The near future has been and gone
Well, here’s the political statement we all wanted to hear from the Manics after the – quite frankly – insane half-decade that the UK has had. But it’s not a rage against the institution, a nihilistic call to arms or a song fighting for a cause. It’s the final salute to the broken horizon as the ship slowly sinks underneath your feet.
The Ultra Vivid Lament isn’t really a COVID album but the weight of the pandemic did affect the album and its writers as well: the title of the record is Wire’s summary of the more intense lockdown periods and how the loneliness and anxiety of so many people became so tangible – vivid – when the world shut down. “Afterending” starts out as a description of the state the UK had found itself in the early 2020s. The European Union HQ in Brussels took down the UK flag as the split from the union was fully realised while civil liberties movements started to draw attention to less positive parts of UK’s history and initiated the removal (whether legal or illegal) of a number of statues dedicated to historic personnel who had risen to power through slave trade and colonial greed. As COVID restrictions became a reality, the daily news feeds were inundated with stories of conservative politicials breaking rules they had set without any repercussions, practically even flaunting their corruption with the dodgy PPE deals set by the government; the genuine im promptu, grassroots-organised act of people publically showing their gratitude to the National Health Service by clapping for them on their balconies and porches soon became taken over and co-opted as means of distraction by the same people who were actively trying to starve off NHS at the time of their biggest need. In just five lines Wire summarises everything going on around him and he doesn’t need to say anything else – the picture is vivid enough and it’s genuinely melancholy. After the first chorus the attention turns from the outside world to inside people’s homes, to the solitude that once felt like a resting place until it became enforced, and to the technology that once gave freedom but suddenly became the only means of communication – and doomscrolling.
Once upon a time this could have resulted in a fiery rant naming names and probably linking those names to dictators and despots from across history, but not in 2021. Everything is too much and given Wire’s open statements about his lack of belief in any major political powers anymore – i.e. most of this very album – he can’t see a way forward either. “Afterending” is a song of quiet and mournful acceptance – that there is no visible light at the end of the tunnel as “the near future has been and gone”. But you can at least find company in someone else during the end, and that’s comforting enough.

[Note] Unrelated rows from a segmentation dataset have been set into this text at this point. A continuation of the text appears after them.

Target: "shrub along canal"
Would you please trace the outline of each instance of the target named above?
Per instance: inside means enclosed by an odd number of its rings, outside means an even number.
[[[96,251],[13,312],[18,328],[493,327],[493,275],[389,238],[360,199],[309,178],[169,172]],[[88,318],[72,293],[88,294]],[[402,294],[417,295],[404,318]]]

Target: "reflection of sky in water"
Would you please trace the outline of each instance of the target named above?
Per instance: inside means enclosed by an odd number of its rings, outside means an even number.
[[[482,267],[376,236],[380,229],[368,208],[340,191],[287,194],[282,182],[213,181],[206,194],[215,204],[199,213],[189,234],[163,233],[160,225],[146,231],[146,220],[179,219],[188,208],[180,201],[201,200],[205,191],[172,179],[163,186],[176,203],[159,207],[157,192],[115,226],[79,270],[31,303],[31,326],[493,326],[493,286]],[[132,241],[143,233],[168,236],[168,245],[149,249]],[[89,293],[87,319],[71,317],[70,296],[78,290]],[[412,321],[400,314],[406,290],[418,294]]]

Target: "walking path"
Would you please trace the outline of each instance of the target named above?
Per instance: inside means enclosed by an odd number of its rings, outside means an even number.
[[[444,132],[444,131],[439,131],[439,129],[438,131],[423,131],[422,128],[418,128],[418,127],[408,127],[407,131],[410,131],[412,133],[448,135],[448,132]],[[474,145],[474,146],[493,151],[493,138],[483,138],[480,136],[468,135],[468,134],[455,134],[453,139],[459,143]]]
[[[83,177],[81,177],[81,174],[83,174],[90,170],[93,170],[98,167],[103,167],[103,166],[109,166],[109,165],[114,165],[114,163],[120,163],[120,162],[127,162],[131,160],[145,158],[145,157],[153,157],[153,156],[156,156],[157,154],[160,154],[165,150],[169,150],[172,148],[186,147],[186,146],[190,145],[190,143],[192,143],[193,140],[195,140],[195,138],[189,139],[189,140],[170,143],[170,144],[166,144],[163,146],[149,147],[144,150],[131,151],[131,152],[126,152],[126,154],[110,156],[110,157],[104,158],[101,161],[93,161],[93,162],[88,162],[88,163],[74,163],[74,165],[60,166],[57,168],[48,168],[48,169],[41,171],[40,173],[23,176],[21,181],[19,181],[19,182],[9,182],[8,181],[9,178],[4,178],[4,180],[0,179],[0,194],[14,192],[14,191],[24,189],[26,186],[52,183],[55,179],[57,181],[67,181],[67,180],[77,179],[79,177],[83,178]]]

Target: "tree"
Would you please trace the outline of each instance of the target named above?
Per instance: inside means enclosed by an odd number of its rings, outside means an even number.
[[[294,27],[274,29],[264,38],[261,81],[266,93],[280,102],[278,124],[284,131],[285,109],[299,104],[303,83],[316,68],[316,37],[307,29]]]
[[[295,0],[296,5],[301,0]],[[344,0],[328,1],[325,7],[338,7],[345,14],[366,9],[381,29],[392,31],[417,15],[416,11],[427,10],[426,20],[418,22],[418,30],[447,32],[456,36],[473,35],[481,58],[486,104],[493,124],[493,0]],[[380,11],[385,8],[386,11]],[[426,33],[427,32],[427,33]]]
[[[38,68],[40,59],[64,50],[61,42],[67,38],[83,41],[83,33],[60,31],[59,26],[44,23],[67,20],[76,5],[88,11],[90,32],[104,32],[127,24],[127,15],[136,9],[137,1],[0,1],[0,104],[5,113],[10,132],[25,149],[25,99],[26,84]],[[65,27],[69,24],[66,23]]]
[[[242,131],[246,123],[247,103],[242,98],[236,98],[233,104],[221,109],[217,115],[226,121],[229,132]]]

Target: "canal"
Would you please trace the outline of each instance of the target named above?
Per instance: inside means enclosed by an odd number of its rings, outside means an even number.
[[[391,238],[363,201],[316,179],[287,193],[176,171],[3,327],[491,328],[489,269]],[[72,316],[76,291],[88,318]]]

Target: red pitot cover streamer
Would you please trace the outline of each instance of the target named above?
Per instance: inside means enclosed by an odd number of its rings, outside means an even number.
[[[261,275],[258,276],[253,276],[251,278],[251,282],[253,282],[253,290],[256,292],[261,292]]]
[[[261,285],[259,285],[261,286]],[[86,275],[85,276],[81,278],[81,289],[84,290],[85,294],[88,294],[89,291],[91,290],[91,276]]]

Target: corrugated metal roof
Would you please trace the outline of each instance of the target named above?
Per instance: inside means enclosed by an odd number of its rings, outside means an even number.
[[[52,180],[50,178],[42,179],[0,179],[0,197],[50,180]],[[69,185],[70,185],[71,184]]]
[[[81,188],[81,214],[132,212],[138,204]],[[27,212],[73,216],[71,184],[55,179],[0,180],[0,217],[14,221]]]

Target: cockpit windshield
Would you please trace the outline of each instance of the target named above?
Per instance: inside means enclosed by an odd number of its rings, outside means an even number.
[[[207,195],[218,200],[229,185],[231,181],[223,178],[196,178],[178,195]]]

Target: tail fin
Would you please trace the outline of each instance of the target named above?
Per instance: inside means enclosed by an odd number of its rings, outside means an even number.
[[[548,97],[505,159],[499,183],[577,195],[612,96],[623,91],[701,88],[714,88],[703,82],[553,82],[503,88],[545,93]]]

“Afterending” may as well be the title track – it is the ultra vivid lament of our times, and whether intentionally or not it brings the rest of the album together with nods to the previous songs. links in with the previous album. “Sail into the abyss with me” echoes the invite to walk together through the apocalypse in “Orwellian”, earlier on the band encouraged to not let the night divide us as we now “enter into a night of nothingness” – if you really want to stretch it then “painting portraits of our loneliness” could be wink towards the painter siblings of “The Secret He Had Missed” but it’s more realistically simply a phrase to describe the number of social media posts and memes elaborately describing the weird times people found themselves in. It brings the album to a rest not with a bang or even a sigh, but a kind of melancholy serenity. It puts in overt words what the rest of the album often only glances at, provides the context to everything that came before and thus appropriately closes the circle as the record ends. It’s the first time where a Manics album closer feels so overtly like a summary of what came before – even something like “Cardiff Afterlife”, which also tackled directly something the rest of the album was inspired by but avoided saying outright, didn’t feel like it quite closed the book as effectively in its themes as “Afterending” does.
Maybe the combination of that oddly calming acceptance and the summation of everything before it is what makes “Afterending” so powerful. My first listen of the album was through the headphones of the flat I lived back then, with my chair turned towards giant glass windows facing what used to be a busy motorway; and even as the worst lockdowns had ceased, that urban stretch was still like a ghost town compared to how it used to be. That scenery hit deep when “Afterending” played, and the song quickly established itself as a powerful moment that resonantly depicted where we were in a wider perspective, including mentally. The Manics themselves had been a powerful presence in my life for half my lifetime and while there had been peaks and valleys during those years, I had coincidentally found myself revisiting their works in the run up to the album and rekindled a familiar love with their body of work. “Afterending” and its tone, its deep sadness and almost defiant call for facing the non-existing future together, was – and still is – one of the very few times where I felt like this band who’d been such a lifeline for me were expressing themselves on the same wavelength I was going through on a personal, emotional level.
It’s just absolutely stunning, isn’t it? No grand solos, no bombastic gestures – even the sing-along towards the end feels like a gentle farewell with your established comrades in arms rather than anything that would invite a crowd together from scratch. But it’s gorgeously arranged, poignantly performed and is a downright perfect melody/lyric combo. It is everything the album has been working towards from an emotional perspective and puts it together with a musical language that’s a comfortable evolution of the band during their greatest introspective moments. And it’s personal, and beautifully so. An ultra vivid lament indeed.